The usual number of burials within the bills of mortality for a week was from about 240 or thereabouts to 300. The last was esteemed a pretty high bill; but after this we found the bills successively increasing as follows:—

Buried. Increased.
December the 20th to the 27th 291 …
” ” 27th ” 3rd January 349 58
January the 3rd ” 10th ” 394 45
” ” 10th ” 17th ” 415 21
” ” 17th ” 24th ” 474 59
This last bill was really frightful, being a higher number than had been known to have been buried in one week since the preceding visitation of 1656.

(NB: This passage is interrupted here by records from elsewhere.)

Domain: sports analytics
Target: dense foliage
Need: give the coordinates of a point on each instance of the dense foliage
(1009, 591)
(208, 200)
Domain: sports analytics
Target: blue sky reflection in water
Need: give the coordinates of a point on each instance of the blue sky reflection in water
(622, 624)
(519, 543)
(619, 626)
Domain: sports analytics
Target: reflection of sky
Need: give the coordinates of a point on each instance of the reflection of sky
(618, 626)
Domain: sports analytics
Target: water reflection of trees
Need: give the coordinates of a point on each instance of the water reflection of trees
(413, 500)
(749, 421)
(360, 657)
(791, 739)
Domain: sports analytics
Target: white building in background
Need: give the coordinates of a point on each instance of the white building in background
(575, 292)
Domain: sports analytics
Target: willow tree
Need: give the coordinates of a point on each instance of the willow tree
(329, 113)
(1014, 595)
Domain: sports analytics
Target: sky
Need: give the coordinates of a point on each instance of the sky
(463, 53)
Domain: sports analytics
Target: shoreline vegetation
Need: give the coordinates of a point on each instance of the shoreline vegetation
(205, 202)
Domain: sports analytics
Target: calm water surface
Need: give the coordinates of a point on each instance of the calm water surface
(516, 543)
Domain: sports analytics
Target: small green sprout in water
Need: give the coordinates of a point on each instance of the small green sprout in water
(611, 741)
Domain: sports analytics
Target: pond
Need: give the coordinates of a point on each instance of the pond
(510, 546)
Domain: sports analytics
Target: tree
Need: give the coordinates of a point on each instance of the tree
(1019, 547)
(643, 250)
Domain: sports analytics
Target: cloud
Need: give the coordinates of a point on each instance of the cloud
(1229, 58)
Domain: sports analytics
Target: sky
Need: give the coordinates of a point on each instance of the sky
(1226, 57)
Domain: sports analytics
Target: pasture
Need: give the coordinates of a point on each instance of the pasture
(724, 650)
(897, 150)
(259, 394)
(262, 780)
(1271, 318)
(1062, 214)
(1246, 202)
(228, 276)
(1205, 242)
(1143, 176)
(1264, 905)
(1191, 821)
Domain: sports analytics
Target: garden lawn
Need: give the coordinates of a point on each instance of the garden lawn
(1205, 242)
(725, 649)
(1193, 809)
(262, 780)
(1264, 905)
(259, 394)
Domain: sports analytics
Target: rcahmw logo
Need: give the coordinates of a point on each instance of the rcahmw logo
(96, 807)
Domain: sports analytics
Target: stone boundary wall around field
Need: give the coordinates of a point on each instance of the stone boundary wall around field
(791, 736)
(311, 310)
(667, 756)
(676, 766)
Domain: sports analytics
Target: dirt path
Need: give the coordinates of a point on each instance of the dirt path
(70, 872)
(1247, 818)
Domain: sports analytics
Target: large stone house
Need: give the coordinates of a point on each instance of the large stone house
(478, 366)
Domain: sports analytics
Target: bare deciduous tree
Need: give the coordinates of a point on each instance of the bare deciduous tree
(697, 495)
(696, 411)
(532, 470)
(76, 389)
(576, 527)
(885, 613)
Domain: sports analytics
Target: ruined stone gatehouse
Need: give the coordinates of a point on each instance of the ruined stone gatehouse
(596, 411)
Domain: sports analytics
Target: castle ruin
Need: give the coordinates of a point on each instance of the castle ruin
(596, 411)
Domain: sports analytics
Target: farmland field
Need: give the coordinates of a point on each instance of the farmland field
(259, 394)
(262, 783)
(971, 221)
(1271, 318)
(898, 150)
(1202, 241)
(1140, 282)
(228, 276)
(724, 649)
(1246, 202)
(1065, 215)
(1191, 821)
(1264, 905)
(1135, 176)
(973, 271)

However, all this went off again, and the weather proving cold, and the frost, which began in December, still continuing very severe even till near the end of February, attended with sharp though moderate winds, the bills decreased again, and the city grew healthy, and everybody began to look upon the danger as good as over; only that still the burials in St Giles’s continued high. From the beginning of April especially they stood at twenty-five each week, till the week from the 18th to the 25th, when there was buried in St Giles’s parish thirty, whereof two of the plague and eight of the spotted-fever, which was looked upon as the same thing; likewise the number that died of the spotted-fever in the whole increased, being eight the week before, and twelve the week above-named.

This alarmed us all again, and terrible apprehensions were among the people, especially the weather being now changed and growing warm, and the summer being at hand. However, the next week there seemed to be some hopes again; the bills were low, the number of the dead in all was but 388, there was none of the plague, and but four of the spotted-fever.

But the following week it returned again, and the distemper was spread into two or three other parishes, viz., St Andrew’s, Holborn; St Clement Danes; and, to the great affliction of the city, one died within the walls, in the parish of St Mary Woolchurch, that is to say, in Bearbinder Lane, near Stocks Market; in all there were nine of the plague and six of the spotted-fever. It was, however, upon inquiry found that this Frenchman who died in Bearbinder Lane was one who, having lived in Long Acre, near the infected houses, had removed for fear of the distemper, not knowing that he was already infected.